Tomcat container workload configuration

The default installation of Tomcat sets the maximum number of HTTP servicing threads at 200. Effectively, this means that the system can handle a maximum of 200 simultaneous HTTP requests. When the number of simultaneous HTTP requests exceeds this count, the unhandled requests are placed in a queue, and the requests in this queue are serviced as processing threads become available. This default queue length is 100. At these default settings, a large web load that can generate over 300 simultaneous requests will surpass the thread availability, resulting in service unavailable (HTTP 503).

You should configure Tomcat to handle your planned workload. The maximum number of processing threads depends on your hardware capability. One method to determine when you have reached the maximum capacity of the hardware is to monitor the JVM runtime behavior to see the JVM CPU/heap utilization.

The following configuration values are used for request processing threads in Tomcat for a given connector:

maxThreads — The maximum number of request processing threads that a given connector creates.
acceptCount — The maximum queue length for incoming connection requests to the given connector when all possible request processing threads are in use.

You can configure multiple connectors per Tomcat instance, each running a different protocol such as AJP, HTTP, or HTTPS.

Tomcat 8 HTTP connector reference

https://tomcat.apache.org/tomcat-8.0-doc/config/http.html

Under ideal conditions, these configuration values should not need user configuration. The ideal software should service as many simultaneous incoming requests as possible and queue up as many requests as necessary until the limit of service is reached. This is simple to state yet impossible to implement because a system’s runtime behavior depends on many external variables.

This topic contains the following information:

maxThreads

View the maxThreads value as a cap on runaway conditions. For example, if the AR System server is unresponsive, and as requests arrive, each processing thread is in use and is in an unavailable state until eventually all allocated threads are in use and are unavailable. If no cap is in place, eventually the Tomcat process (or the JVM process hosting the Tomcat) would crash from creating too many processing threads.

Based on BMC load tests, a balanced value for the maxThreads parameter is twice the number of expected maximum concurrent users for your planned workload. Current browsers allow multiple TCP socket connections to a given domain server name. If the user interactions with the mid tier are fairly consistent, at twice the maximum concurrent users, this value provides enough spare threads to reasonably handle unexpected surges. However, you can increase this value if your use cases require long-running BMC Remedy AR System API calls (which ties up the service threads for longer) or if you have heads-down type users such as at a call center (which generates a higher number of simultaneous HTTP requests).

In practice, for BMC Remedy AR System platform deployment, the number of actual processing threads rarely reaches the maxThreads value.
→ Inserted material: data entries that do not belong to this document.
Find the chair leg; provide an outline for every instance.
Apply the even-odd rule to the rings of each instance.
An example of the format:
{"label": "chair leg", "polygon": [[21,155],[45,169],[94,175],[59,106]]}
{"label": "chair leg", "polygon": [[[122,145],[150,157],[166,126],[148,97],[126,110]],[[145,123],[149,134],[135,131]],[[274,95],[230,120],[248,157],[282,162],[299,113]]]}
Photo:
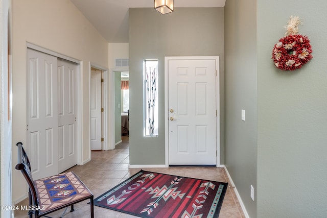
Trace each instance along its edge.
{"label": "chair leg", "polygon": [[91,218],[94,218],[94,207],[93,203],[93,197],[90,199],[90,205],[91,205]]}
When it does, it is because of other issues (such as an unresponsive AR Server or poor load planning). To view the maximum number of service threads created over a monitored interval using the JVM monitor data. In jvisualvm, click the Threads tab and the Table tab, then sort by Thread.

Note

For a deployment with a larger number of concurrent users, the guideline of setting to maxThreads twice as many users might be too much; this rule is non-linear. For example, if you planned for 30 concurrent users, the probability that all 30 users are accessing the mid tier simultaneously is high. However, if you planned for 3,000 concurrent users, the probability of all 3,000 users accessing the mid tier simultaneously is almost zero. For higher concurrent users load, you may taper off your allocation of HTTP service threads.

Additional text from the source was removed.